Pid est difficile, mais n’est pas satisfaisant à battre. La faute à un gameplay qui exige de la précision avec des outils — les puits de lumière — qui ne peuvent en fournir à tous les coups, ce qui résulte à devoir recommencer certaines sections jusqu’à en ressortir frustré, brouillon. Ajoutons à cela le foisonnement d’idées à demi-implémentées dont on parlait plus haut, et on se retrouve avec un déroulement quelque peu bancal dans son exécution. En jouant à Pid on a un peu l’impression de traverser la chambre d’un artiste en herbe, remplie de dessins et de projets tous plus fous les uns que les autres. On n’ose pas demander pour savoir et séparer ceux qui sont terminés de ceux qui ne le sont pas. Certaines sections s’étirent plus que de raison, pour combler le vide de celles qui n’ont pas pu être incluses dans le jeu final. A côté, certains tableaux se retrouvent atrophiés, coincés dans une série qui se veut brève, brillante mais brève. L’opéra et ses différentes scènes se traversent en un petit quart d’heure; le sac de gravier qui sert à révéler des plateformes invisibles n’est utilisé qu’une seule fois. A côté, le passage dans l’usine semble durer une éternité et le labyrinthe ne vole définitivement pas son nom tant il devient laborieux et usant.

Avec Pid, on fait face à nouveau à ce genre de jeux dans lesquelles le jeu en lui-même nous empêche parfois d’avancer, d’apprécier l’oeuvre. Tout ce qu’on souhaite, c’est de voir défiler les scènes, les dialogues si légers, respirer dans cette ville amorphe, marcher au milieu de ces robots. Oh il y a bien quelques puzzles intéressants, quelques situations ludiques absolument charmantes, mais moins que la scène où on observe ce vieux jouet souffler dans son saxophone, à peine éclairé à la bougie, ou bien encore ce moment où on se détache de la surface de la planète pour aller voguer au cœur des étoiles, pause féerique.
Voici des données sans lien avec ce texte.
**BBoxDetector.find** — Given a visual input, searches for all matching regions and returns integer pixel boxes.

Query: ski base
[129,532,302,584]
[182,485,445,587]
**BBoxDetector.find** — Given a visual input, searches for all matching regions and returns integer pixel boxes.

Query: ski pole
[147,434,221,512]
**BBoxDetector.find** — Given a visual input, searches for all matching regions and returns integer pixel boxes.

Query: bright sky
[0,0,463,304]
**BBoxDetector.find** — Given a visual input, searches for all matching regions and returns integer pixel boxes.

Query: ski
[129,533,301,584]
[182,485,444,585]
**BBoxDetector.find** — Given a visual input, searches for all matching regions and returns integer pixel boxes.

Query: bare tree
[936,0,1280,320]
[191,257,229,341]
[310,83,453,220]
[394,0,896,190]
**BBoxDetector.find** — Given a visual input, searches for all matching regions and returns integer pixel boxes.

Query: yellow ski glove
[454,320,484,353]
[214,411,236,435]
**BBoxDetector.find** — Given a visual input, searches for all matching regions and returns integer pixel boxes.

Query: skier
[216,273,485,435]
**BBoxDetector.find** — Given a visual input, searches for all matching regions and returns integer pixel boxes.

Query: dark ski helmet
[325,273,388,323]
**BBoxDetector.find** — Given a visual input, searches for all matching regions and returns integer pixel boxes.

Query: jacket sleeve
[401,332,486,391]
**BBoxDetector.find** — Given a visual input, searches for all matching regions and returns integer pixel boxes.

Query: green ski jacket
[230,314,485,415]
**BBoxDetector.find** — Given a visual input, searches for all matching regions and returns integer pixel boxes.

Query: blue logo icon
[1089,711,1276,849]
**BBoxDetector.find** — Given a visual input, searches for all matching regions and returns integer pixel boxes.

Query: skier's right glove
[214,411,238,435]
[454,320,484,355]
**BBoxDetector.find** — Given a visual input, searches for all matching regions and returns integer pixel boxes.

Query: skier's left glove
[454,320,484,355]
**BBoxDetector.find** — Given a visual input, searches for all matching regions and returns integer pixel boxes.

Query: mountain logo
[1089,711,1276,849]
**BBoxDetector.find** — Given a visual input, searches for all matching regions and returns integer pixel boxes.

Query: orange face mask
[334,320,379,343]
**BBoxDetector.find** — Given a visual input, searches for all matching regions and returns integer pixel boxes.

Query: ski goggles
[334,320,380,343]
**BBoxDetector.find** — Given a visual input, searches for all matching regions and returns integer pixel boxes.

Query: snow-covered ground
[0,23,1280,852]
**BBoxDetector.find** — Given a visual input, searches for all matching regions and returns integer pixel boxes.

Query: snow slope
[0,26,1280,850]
Que ne faut-il pas faire pour en arriver là ! Combien d’essais infructueux pour finalement avoir ce tableau du petit garçon face au géant de fer, cette image qui restera en tête une fois l’oeuvre finie. C’est un peu comme si Le Petit Prince avait fait un demi-millier de pages au lieu d’une centaine. Tout est dans la pertinence de ce qui est dit, et pendant combien de temps. Trop, et la magie se dilue dans la monotonie des sauts et des tentatives de manipuler ce rayon de gravité qui ne veut jamais aller où on veut. Pas assez, et il reste un goût d’inachevé sur le bout des doigts. Pid, aussi improbable que cela puisse être, pioche autant de l’un comme de l’autre. Une erreur de jeunesse, qu’on imagine lointaine à présent avec Shelter, le titre qui a lancé Might & Delight sur le devant de la scène et a pour ainsi dire éclipsé le premier titre du studio.

Pid, à l’image de Kurt, baisse la tête et enfonce sa casquette sur la tête, pour mieux la cacher et filer entre les rangs des jeux de plateforme 2D indépendants, résigné à l’idée de passer inaperçu dans la pléthore d’oeuvres similaires (et on ne va pas se le cacher, ils sont légion dans cette catégorie). Il ne faut pas, pourtant. Lève la tête Kurt. L’amour a des épines et Pid a des heures en trop, mais ça n’empêchera pas les gens d’essayer pour voir ce qu’il y a derrière qui vaille tant la peine. Derrière ce jeu, je vous le dis, il y a la fougue de jeunesse d’un studio et des yeux plus gros que le ventre, des yeux plein d’étoiles.